Clearly we are on a soup kick at the Hungry Southern Belle house. The weather is perfect for this comforting treats and the lighter fare suits our healthy eating goals as well. I made this special little find last night and it is definitely a keeper! It certainly made more than the suggested 4 servings…in fact, I think a certain someone (*Riche wink wink*) went back for two or three helpings. With the amazing health properties of both the fresh beets and fresh ginger, I wasn’t going to complain about that! I paired the soup with a lovely fresh “power greens” salad and garnished the soup with a little bit of creamy goat cheese. All in all a huge winner! I look forward to making it closer to Christmas and add a lovely pop of green with some Italian parsley perhaps. Either way, I hope that y’all enjoy it as much as we did!!!
Beet Ginger Coconut Soup
(Serves 4 – recipe courtesy of barre3)
1 tbsp coconut oil
3 large purple beets, scrubbed clean and cut into ¼-inch pieces
14.5-ounce can white cannellini beans
1 tbsp ginger, minced
1 large yellow onion, diced
3 large cloves of garlic, minced
Dash of cayenne pepper
Dash of red pepper flakes
1/2 cup full-fat coconut milk
4-5 cups veggie stock
salt and pepper, to taste
4 tsp roasted sesame seeds
- In a large soup pan, heat the coconut oil over medium heat. Add the onion and cook for about 5 minutes, stirring occasionally.

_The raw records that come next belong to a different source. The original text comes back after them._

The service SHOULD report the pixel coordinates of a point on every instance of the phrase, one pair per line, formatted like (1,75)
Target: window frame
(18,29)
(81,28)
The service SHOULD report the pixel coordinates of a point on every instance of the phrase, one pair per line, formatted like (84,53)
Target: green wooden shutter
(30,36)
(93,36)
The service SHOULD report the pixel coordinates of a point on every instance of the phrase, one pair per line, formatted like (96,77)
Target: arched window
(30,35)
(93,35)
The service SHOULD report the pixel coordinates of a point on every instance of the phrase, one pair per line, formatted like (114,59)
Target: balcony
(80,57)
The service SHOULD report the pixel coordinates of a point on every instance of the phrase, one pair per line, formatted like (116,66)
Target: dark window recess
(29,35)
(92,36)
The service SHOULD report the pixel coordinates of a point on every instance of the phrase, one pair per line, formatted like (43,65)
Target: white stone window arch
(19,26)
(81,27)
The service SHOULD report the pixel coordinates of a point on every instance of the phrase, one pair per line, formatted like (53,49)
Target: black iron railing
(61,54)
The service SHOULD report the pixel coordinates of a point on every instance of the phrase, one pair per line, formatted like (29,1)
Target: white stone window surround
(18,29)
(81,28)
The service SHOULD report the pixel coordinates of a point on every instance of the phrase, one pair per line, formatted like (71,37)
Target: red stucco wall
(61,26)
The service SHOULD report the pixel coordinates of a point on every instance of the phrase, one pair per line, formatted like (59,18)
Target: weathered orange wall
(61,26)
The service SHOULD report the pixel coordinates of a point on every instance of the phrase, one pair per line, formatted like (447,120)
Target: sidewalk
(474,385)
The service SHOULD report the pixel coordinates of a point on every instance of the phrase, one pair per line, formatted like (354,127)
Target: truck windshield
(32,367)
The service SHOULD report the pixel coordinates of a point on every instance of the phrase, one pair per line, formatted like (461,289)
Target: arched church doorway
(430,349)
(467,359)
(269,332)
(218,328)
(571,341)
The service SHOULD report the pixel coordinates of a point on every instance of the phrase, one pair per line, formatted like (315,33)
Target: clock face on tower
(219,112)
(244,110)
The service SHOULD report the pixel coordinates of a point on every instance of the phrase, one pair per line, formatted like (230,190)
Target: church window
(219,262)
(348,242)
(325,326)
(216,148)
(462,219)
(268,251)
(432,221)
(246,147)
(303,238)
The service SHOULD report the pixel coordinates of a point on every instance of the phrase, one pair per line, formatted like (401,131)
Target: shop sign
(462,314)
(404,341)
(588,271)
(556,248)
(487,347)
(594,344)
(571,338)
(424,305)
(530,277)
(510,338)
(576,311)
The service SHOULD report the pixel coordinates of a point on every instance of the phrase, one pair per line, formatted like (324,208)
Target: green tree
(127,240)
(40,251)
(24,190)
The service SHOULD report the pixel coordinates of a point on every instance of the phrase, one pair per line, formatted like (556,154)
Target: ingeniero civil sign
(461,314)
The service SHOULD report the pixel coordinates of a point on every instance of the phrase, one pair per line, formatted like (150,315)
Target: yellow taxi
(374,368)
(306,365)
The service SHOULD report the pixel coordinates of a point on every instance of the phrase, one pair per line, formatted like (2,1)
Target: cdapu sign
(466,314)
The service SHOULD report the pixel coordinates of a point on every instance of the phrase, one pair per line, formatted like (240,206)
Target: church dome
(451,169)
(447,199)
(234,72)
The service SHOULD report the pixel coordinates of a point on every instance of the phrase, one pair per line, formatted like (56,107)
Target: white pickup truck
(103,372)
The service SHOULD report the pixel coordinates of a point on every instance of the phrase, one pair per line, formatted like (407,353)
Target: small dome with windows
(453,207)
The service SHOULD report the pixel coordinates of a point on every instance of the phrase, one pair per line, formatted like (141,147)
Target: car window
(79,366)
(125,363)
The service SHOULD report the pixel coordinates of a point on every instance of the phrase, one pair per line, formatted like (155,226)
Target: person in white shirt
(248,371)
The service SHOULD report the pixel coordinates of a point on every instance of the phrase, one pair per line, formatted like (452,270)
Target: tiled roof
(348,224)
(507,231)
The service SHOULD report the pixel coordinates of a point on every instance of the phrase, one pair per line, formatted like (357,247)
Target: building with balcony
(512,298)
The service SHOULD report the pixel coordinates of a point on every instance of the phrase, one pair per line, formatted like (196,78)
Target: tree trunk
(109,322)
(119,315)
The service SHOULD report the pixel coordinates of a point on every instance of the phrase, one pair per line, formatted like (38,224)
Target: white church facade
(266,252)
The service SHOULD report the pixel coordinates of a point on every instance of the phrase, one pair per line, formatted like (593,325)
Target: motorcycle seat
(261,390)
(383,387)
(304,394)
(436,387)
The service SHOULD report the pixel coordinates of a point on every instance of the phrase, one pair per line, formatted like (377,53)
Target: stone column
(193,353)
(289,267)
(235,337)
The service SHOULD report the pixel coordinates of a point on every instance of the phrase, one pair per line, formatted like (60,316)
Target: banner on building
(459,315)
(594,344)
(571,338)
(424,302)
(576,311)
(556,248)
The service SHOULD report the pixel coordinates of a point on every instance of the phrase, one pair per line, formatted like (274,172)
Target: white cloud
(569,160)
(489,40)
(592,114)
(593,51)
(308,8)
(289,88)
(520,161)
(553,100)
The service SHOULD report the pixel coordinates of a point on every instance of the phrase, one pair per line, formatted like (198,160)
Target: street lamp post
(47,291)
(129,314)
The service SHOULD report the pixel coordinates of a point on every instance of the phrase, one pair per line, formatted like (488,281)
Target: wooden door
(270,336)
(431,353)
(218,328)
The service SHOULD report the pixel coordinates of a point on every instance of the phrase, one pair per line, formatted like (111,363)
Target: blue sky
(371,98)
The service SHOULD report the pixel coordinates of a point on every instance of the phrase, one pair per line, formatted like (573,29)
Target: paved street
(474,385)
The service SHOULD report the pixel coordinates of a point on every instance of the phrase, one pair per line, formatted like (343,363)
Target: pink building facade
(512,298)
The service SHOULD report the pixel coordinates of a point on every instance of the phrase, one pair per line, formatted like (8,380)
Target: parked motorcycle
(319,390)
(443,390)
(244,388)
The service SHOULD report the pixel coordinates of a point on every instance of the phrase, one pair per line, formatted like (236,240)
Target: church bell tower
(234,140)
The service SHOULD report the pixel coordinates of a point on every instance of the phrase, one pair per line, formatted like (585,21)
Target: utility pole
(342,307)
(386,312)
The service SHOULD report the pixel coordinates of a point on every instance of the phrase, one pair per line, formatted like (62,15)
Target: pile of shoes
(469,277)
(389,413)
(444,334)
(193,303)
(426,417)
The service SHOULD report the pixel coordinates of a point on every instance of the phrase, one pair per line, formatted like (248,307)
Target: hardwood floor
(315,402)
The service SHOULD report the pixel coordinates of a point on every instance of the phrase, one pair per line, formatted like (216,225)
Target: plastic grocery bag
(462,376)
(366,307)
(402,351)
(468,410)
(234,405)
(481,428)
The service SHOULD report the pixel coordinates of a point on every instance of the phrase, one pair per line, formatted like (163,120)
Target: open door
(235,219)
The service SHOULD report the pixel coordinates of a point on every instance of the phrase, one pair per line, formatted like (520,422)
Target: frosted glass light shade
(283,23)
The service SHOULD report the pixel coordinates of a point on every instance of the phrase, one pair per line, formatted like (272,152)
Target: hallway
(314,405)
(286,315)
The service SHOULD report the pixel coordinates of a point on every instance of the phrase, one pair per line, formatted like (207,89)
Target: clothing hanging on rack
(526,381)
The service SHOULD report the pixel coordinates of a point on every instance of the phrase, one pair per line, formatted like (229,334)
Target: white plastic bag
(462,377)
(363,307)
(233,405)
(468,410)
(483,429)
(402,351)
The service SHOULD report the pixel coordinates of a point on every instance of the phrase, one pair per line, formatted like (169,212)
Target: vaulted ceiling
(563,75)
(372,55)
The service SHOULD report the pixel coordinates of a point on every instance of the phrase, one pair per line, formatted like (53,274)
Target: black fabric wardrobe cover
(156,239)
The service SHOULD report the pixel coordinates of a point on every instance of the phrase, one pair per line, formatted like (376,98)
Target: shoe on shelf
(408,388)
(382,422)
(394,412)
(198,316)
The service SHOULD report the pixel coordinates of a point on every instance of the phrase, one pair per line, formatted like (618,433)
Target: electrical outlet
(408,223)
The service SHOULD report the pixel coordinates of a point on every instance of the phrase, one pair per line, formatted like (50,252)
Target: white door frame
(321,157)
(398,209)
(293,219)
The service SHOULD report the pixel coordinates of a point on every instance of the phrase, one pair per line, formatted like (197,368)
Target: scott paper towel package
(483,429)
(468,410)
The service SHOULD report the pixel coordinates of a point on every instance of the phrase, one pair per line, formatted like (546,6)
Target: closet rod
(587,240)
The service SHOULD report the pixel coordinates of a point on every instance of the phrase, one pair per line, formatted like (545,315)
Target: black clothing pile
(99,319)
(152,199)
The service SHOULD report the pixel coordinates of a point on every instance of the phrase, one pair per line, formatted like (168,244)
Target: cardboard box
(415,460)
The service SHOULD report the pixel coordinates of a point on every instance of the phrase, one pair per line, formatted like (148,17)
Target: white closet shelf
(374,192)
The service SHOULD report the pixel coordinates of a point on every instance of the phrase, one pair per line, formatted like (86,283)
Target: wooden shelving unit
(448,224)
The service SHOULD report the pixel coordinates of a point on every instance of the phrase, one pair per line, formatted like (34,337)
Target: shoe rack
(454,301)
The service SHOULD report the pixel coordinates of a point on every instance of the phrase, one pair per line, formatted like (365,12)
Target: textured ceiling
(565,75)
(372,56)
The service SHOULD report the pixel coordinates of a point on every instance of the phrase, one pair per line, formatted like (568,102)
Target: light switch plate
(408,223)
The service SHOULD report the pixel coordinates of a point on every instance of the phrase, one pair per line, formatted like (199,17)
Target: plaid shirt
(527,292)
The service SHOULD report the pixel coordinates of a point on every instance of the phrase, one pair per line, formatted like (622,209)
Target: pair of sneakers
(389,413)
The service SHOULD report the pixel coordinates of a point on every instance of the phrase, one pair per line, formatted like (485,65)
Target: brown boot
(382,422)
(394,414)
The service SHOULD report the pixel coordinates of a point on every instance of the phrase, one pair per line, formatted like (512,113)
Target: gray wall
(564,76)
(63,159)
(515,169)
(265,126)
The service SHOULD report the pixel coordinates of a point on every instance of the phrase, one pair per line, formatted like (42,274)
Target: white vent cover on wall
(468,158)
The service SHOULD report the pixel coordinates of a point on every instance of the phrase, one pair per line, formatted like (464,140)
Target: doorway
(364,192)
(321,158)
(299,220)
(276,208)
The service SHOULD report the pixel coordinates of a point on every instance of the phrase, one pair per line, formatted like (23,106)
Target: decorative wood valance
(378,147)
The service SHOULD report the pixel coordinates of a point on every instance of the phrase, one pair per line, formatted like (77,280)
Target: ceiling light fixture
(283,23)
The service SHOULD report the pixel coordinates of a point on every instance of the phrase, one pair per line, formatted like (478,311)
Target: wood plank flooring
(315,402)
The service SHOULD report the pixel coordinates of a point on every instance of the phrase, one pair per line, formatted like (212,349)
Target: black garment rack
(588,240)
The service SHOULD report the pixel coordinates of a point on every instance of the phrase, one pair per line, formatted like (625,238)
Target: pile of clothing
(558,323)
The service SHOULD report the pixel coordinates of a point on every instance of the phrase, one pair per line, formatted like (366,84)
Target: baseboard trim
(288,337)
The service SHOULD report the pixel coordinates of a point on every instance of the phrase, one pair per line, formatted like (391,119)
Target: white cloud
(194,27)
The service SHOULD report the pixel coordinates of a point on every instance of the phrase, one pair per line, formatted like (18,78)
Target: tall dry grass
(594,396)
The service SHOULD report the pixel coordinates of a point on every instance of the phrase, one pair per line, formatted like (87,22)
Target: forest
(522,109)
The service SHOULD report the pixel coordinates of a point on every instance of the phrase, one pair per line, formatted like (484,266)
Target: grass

- Add beets, beans, garlic, and ginger. Cook for about 3-5 more minutes, stirring often.
- Add 4 cups of veggie stock, and bring to a boil. Reduce heat to low, and simmer for about 25 minutes.
- Add cayenne pepper and red pepper flakes.
- Make sure beets are fork tender, and then puree the soup with an immersion or countertop blender.
- Add more stock or water if soup is too thick. Stir in the coconut milk.
- Season to taste with salt and pepper. Serve warm, topped with sesame seeds, and enjoy.